Seawater stung her cheek harder than she thought it could, especially considering the fact that her head was wrapped in burlap. Seconds later, the water had seeped into her dress. The same dress she'd put on just hours before in her cabin, which she had not returned to since leaving for dinner. The dress she'd worn when she spoke to Lincoln, whom she hadn't heard from in hours. The same dress she'd stepped into the laboratory wearing. And then entered the theater. Now soaked in salt and algae and hundreds of thousands of invisible planktons at what might as well be the end of the world.

It hit her then. It's over. All of those thoughts about death in the elevator, in the dining hall, in the theater. Even worse, the moronic notion that the disaster on the ship would somehow set her free. That it would wipe out her enemies and gracefully pluck her from the wreckage and carry her all the way home to Moscow. This was the precipice of all she'd ever known. There was wreckage, yes – unimaginably horrible wreckage – but she would not be saved.

The creature now called Lana Lopatin was created from the dust that settled after the radio tower exploded, but she was no phoenix. She was the witness, and that was all she would ever be.

Instinctively – although she was not entirely sure why – Lana reached to her head and slowly removed the burlap sack, waiting for the moment when Milan or one of the others would notice and begin to kick her. Or shoot her. Taking the bag off ultimately did next to nothing: the sky over the Pacific ocean was blank. That odd sense of familiarity rang throughout her body. That dark sky. The complete lack of anything. But why here, and why now? Presumably dozens of miles from the nearest city and free from the effects of light pollution. The ship itself was completely dark as well – gone were the decorative string lights and fluorescent LEDs, both of which had caused such a stir just a few hours earlier. Had someone cut the ship's power source? Was it even still running or moving through the water? Where are the stars?

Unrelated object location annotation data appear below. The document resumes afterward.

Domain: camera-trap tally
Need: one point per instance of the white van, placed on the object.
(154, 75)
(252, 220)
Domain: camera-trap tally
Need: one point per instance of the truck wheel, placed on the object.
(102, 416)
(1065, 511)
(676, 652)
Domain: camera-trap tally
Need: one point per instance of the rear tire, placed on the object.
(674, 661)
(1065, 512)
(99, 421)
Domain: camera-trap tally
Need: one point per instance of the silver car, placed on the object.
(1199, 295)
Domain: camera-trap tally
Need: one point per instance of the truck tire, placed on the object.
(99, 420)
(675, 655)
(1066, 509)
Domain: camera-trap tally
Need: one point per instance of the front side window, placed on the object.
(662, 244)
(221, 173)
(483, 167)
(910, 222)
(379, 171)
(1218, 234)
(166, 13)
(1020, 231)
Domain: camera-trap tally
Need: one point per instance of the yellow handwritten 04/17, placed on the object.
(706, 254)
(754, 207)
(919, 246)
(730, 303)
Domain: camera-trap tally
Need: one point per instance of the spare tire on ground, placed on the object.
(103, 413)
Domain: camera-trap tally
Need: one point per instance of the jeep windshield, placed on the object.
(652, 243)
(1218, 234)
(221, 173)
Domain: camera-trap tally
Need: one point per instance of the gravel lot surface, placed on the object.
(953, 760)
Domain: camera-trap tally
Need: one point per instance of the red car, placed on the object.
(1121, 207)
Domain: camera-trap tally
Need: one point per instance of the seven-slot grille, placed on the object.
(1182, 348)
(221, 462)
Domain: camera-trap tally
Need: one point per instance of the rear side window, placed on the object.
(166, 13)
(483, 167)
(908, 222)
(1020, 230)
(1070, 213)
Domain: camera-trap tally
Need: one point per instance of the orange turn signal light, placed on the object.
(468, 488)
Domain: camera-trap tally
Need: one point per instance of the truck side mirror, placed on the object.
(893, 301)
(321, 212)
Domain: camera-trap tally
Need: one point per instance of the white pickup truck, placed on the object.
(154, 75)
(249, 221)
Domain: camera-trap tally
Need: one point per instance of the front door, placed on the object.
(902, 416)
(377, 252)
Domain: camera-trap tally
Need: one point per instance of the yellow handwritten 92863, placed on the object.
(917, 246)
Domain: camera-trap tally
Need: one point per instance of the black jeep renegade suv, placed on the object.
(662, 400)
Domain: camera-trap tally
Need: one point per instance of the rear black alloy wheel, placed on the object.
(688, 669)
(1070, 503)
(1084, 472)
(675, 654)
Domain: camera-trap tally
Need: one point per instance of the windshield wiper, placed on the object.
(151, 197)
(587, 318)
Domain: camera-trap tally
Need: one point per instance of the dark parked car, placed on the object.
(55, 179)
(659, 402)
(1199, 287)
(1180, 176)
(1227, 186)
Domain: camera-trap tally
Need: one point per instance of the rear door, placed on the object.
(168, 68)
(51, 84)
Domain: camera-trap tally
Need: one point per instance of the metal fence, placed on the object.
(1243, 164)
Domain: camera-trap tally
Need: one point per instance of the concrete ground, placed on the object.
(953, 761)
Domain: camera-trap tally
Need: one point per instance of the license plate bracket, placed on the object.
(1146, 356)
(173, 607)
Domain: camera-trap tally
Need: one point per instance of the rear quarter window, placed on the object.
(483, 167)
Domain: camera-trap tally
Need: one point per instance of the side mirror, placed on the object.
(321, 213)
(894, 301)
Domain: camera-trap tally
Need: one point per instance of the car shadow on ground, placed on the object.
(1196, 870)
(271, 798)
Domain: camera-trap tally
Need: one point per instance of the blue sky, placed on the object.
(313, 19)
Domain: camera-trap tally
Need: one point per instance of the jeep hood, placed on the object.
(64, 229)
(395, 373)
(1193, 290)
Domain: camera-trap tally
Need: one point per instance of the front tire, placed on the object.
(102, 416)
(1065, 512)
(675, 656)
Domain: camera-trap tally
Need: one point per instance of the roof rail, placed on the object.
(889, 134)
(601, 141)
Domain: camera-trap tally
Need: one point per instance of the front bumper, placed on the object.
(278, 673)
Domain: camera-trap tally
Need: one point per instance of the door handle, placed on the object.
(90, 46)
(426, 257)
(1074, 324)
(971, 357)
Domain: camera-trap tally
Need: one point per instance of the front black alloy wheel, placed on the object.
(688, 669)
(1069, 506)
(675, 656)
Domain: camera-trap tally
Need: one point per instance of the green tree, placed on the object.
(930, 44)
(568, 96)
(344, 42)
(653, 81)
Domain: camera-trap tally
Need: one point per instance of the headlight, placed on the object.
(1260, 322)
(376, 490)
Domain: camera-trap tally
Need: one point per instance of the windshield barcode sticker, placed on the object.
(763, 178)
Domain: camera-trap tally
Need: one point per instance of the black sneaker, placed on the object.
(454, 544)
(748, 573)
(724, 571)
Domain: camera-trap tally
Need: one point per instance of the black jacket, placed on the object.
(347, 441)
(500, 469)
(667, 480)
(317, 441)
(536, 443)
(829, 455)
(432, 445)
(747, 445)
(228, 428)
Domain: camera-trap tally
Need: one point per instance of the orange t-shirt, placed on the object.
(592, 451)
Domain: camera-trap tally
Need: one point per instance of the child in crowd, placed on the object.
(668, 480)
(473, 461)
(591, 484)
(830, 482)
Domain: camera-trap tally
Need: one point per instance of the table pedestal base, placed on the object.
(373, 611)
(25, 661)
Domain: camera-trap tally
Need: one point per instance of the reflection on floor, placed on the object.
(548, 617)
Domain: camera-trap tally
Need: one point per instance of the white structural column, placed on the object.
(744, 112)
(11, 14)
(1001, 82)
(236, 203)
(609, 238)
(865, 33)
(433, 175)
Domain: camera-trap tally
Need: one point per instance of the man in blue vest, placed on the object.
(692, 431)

The crunch of a sturdy boot on her ribs, sharp and powerful. Lana let out no sound and did not cry, because what was the point? She might have been alone the entire time she was on the boat, but before she went into the laboratory, there was at least the slim possibility that somebody like Lincoln could figure out what was happening. Now the ship was lost to her, and so were its passengers.

It had begun to rain, but Lana could still hear what she identified as frantic pounding on the door they'd come through to get on the deck. Her neck was still parallel to the sky, and her eyes were closed to avoid letting water into them, but she could feel one of the men move across the deck toward the door.

But there was something above her as well. Opening her eyes, Lana realized that she was staring at Milan face-to-face for what might have been the first time. He was trembling, perhaps from the sudden shock of exposing himself to the ocean air. His face twitched, too, and she took as much time as she could to see if anything remained of the little boy she saw in Novokuznetsk twenty-five years ago.

He was scarless and hairless. Chapped lips that cut across his face like moonlight on concrete. A hairline beginning to recede. Scatterings of silver hair. Strong cheekbones. All unfamiliar except those gray eyes, forever unchangeable, watering with resentment and personal betrayal.

"Why did you do this?" he whispered, his voice cracking almost imperceptibly with condescension and pain. "Why would you bring it with you?"

The night sky began to move above them.